この顔にピンと来たら…
毎日の生活の中で行動パターンが決まっていたりすると、通勤電車の中とかよく行くお店とかで、全く知らない人なんだけど『お馴染みの顔』というのが出来て来たりするものだ。そういう『お馴染みさん』に全く違う場所でバッタリ出会ったりするというのもたまにある話で、特に驚くべき事でもない。

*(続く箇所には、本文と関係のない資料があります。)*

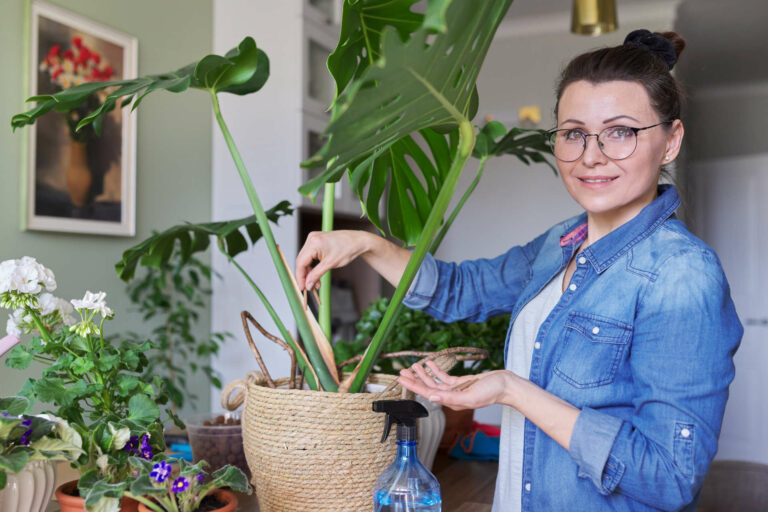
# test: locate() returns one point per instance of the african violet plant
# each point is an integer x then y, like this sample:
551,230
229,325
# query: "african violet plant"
106,410
25,438
161,489
400,77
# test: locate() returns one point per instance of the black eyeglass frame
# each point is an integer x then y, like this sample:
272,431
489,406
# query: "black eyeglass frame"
600,145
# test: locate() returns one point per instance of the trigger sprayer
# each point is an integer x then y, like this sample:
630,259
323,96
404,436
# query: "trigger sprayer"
406,485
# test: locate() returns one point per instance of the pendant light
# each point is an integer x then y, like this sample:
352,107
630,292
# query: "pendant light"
593,17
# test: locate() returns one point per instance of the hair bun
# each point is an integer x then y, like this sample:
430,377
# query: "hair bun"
657,44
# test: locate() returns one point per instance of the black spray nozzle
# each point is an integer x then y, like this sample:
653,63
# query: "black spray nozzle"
402,412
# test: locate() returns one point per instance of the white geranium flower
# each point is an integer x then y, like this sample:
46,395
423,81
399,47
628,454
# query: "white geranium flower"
94,302
21,280
119,436
12,326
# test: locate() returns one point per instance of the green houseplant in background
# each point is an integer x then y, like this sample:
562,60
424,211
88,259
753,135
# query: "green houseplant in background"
170,297
93,382
415,78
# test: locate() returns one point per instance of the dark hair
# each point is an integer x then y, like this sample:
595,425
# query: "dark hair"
645,57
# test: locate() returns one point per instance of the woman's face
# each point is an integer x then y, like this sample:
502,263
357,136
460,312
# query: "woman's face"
615,190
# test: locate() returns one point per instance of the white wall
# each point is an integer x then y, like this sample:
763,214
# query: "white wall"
267,129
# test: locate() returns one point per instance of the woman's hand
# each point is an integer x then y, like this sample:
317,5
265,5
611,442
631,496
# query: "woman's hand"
467,392
334,249
331,249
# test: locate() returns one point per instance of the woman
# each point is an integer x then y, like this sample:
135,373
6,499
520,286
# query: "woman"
619,353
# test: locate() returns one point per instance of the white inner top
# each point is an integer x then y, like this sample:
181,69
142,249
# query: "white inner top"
509,482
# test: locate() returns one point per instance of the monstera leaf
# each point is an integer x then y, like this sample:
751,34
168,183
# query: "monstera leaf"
242,70
362,24
192,238
413,86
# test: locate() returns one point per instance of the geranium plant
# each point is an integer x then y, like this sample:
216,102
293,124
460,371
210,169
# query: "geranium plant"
161,489
401,77
25,438
92,383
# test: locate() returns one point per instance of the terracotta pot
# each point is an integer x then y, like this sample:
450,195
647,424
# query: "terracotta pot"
457,424
70,503
30,489
223,496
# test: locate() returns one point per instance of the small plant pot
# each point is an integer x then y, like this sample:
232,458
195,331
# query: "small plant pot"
226,497
218,440
70,502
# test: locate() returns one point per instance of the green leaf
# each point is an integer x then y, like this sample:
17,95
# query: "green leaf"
19,358
81,365
413,86
142,409
232,477
157,250
243,70
14,405
14,461
362,24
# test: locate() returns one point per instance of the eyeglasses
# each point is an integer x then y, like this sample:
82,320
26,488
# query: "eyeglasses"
616,142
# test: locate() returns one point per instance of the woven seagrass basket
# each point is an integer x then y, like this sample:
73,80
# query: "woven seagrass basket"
314,450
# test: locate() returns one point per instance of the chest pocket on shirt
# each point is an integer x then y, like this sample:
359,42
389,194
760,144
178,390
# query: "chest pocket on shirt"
592,348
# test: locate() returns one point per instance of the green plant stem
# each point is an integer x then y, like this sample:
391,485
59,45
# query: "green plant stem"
329,197
281,327
447,225
313,352
466,143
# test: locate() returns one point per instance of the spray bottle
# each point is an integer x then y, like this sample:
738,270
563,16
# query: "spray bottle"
406,485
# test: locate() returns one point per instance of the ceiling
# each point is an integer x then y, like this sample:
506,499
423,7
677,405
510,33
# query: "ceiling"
727,40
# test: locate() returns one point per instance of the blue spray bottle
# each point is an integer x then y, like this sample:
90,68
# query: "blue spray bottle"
406,485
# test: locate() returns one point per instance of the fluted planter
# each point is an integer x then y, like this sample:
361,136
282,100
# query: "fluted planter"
68,502
31,489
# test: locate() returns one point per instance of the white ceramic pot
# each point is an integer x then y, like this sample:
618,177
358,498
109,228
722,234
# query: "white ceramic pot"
30,489
431,430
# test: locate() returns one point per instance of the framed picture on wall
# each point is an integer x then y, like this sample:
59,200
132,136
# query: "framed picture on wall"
79,181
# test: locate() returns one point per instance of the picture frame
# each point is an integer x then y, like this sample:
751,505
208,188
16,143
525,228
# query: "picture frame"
79,181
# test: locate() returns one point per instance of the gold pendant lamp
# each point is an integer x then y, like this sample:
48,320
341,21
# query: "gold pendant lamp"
593,17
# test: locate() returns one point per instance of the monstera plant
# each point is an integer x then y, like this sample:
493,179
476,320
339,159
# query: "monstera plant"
400,122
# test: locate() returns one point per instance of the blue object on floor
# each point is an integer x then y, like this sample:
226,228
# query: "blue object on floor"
181,451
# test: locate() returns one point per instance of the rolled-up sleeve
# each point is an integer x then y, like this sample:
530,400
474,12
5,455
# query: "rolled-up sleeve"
472,290
686,332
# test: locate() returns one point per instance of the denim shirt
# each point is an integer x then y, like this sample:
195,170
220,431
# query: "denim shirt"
642,341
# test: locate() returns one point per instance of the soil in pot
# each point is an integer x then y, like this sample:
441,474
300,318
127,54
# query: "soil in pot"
218,439
218,501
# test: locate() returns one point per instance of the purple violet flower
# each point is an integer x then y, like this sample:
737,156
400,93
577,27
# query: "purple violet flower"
145,450
160,472
181,484
24,439
132,444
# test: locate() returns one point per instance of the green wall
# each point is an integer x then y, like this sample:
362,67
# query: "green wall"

ところが、数年前の或る日、まさかこんなところでお目に掛かろうとは…とさすがの私も思わず目を見開いてしまった(口もあんぐりと開いていたかも…f(^^;。)という出来事があった。帰宅途中のとある電車の駅で、電車の接続待ちのため途中下車してコンビニに行って駅に戻って来たところ、見るともなく視界に入って来たもの…それは、『この顔にピンと来たら…』の指名手配写真だった。いつもなら視界に入っても特に意識する事もなくそのまま通り過ぎてしまうのだが、ハッとして思わず足を止めてまじまじと見つめてしまった。そこにあったそれは、全く知らない人なんだけど『お馴染みさん』のある人にあまりにもそっくりだったのだ!! それはもう、ピン! どころか、♪キンコンカンコン、キンコンカンコン、キンコンカ~~ン♪ぐらいのもんじゃった。髪の感じ、目、口元、ホクロといい、やだ、これ『あの人』じゃないの~?と周りの同意を求めて走り回りたいぐらいに…。
となれば、当然おまわりさんに『私この人見た事ありますぅ』とお知らせせねばならないところなのだが、その人を一体いつ頃どこで見掛けていたのか、さっぱり思い出せないのである。顔の印象が刷り込まれているぐらいだから、かなり頻繁に間近で見ていた顔の筈だ。いつもほぼ顔ぶれが同じとなると、思い付くのは朝の通勤電車ぐらいだけど、肝心な部分の記憶が完全に欠落してしまっている。その指名手配写真に記されていた容疑も失念してしまったが、え~、あの人こんな事しでかしたの~?とひっくり返るに十分な程のモノだった様な気がする。
暫くの間、気になって気になって仕方がなかったのだけど、どうしても思い出せなかった。というのも、『その人』をすっかり見掛けなくなっていたからだ。と、言う事は、ひょっとして…ま・さ・か…。